Date: Mon Apr 27 2026 - 02:28:16 EST


Public

> -----Original Message-----
> From: Srivatsa S. Bhat <srivatsa@xxxxxxxxxxxxx>
> Sent: Wednesday, April 22, 2026 9:20 AM
> To: Datta, Shubhrajyoti <shubhrajyoti.datta@xxxxxxx>
> Cc: linux-kernel@xxxxxxxxxxxxxxx; linux-edac@xxxxxxxxxxxxxxx; git (AMD-Xilinx)
> <git@xxxxxxx>; ptsm@xxxxxxxxxxxxxxxxxxx; shubhrajyoti.datta@xxxxxxxxx;
> Borislav Petkov <bp@xxxxxxxxx>; Tony Luck <tony.luck@xxxxxxxxx>
> Subject: Re: [PATCH] EDAC/versal: Report PFN and page offset for DDR errors
>
> Caution: This message originated from an External Source. Use proper caution
> when opening attachments, clicking links, or responding.
>
>
> On Wed, Apr 15, 2026 at 11:32:39AM +0530, Shubhrajyoti Datta wrote:
> > Currently, DDRMC correctable and uncorrectable error events are
> > reported to EDAC with page frame number (pfn) and offset set to zero.
> > This information is not useful to locate the address for memory errors.
> >
> > Compute the physical address from the error information and extract
> > the page frame number and offset before calling edac_mc_handle_error().
> > This provides the actual memory location information to the userspace.
> >
> > Fixes: 6f15b178cd63 ("EDAC/versal: Add a Xilinx Versal memory
> > controller driver")
> > Signed-off-by: Shubhrajyoti Datta <shubhrajyoti.datta@xxxxxxx>
> > ---
> >
> > drivers/edac/versal_edac.c | 36 +++++++++++++++++-------------------
> > 1 file changed, 17 insertions(+), 19 deletions(-)
> >
> > diff --git a/drivers/edac/versal_edac.c b/drivers/edac/versal_edac.c
> > index 5a43b5d43ca2..18045f96610e 100644
> > --- a/drivers/edac/versal_edac.c
> > +++ b/drivers/edac/versal_edac.c
> > @@ -414,34 +414,32 @@ static unsigned long convert_to_physical(struct
> > edac_priv *priv, union ecc_error static void handle_error(struct
> > mem_ctl_info *mci, struct ecc_status *stat) {
>
> [...]
>
> > if (stat->error_type == XDDR_ERR_TYPE_CE) {
>
> [...]
>
> > + } else if (stat->error_type == XDDR_ERR_TYPE_UE) {
>
> [...]
> > + } else {
> > + return;
>
> I like the cleanup contributed by this patch (in terms of reducing code
> duplication) in addition to the actual fix. However, this patch also introduces a
> subtle behavior change - the existing code calls
> memset() to clear out the ecc_status struct unconditionally, but this patch
> doesn't call memset if the error type is not CE or UE (i.e., in the early return
> path).
>
> Was this change intentional? Wouldn't it potentially cause stale data to be left
> over in the ecc_status struct, affecting future reuse?

Hi Srivatsa,
Thanks for the review.

The early return in handle_error is intentionally safe. get_error_info is always called before handle_error:

if (get_error_info(priv))
return;
handle_error(mci, &priv->stat);

get_error_info already guards against non-CE/UE events:

if (!eccr0_ceval && !eccr1_ceval && !eccr0_ueval && !eccr1_ueval)
return 1;

So handle_error is only ever reached when at least one CE or UE error is present, making the else { return; } branch unreachable in practice. The removed memset in that path was overprotective dead code.

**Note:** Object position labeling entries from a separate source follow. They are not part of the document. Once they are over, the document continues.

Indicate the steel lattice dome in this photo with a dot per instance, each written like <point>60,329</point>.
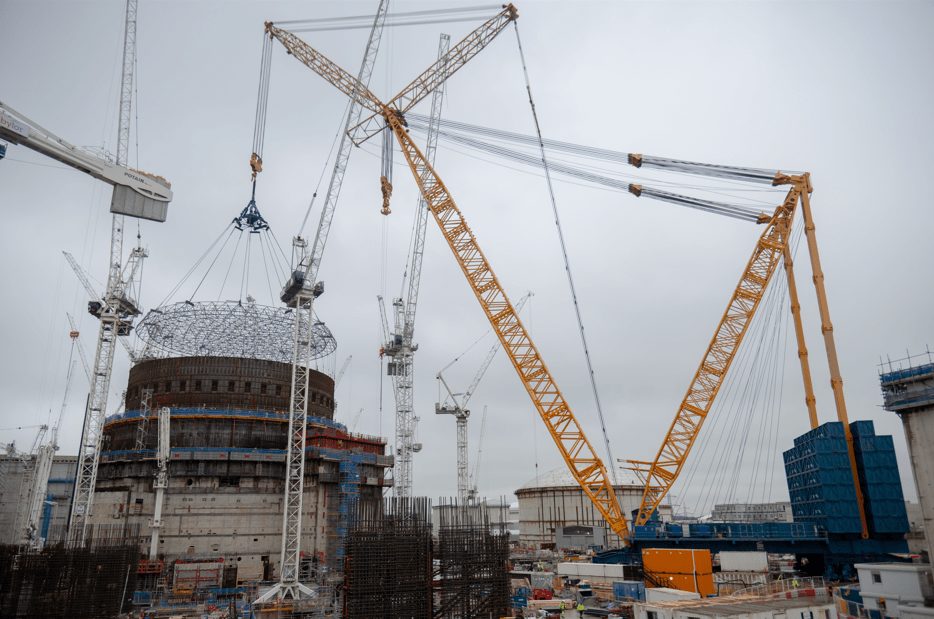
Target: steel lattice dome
<point>228,329</point>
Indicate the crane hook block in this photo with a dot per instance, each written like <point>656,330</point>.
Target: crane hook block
<point>386,187</point>
<point>256,164</point>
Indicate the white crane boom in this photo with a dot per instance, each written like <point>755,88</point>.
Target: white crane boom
<point>116,312</point>
<point>462,413</point>
<point>163,453</point>
<point>300,292</point>
<point>137,194</point>
<point>400,344</point>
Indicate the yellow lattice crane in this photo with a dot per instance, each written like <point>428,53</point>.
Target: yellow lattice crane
<point>772,246</point>
<point>587,468</point>
<point>554,410</point>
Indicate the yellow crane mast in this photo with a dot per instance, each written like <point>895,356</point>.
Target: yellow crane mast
<point>587,468</point>
<point>770,248</point>
<point>578,453</point>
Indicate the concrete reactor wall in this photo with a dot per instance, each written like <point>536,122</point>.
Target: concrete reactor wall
<point>228,436</point>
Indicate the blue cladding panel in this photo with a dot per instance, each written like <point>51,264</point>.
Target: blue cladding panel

For future events, get_error_info always reloads the data fresh before handle_error runs, so there is no risk of stale data.

I can add a comment above handle_error noting this precondition if that would help future readers.

Regards,
Shubhrajyoti


>
> [...]
>
> > +
> > memset(stat, 0, sizeof(*stat));
> > }
> >
>
> If the expectation is to actually clear it out unconditionally, it would be great to
> document it in the comments (if not done already).
>
> Thank you!
>
> Regards,
> Srivatsa
> Microsoft Linux Systems Group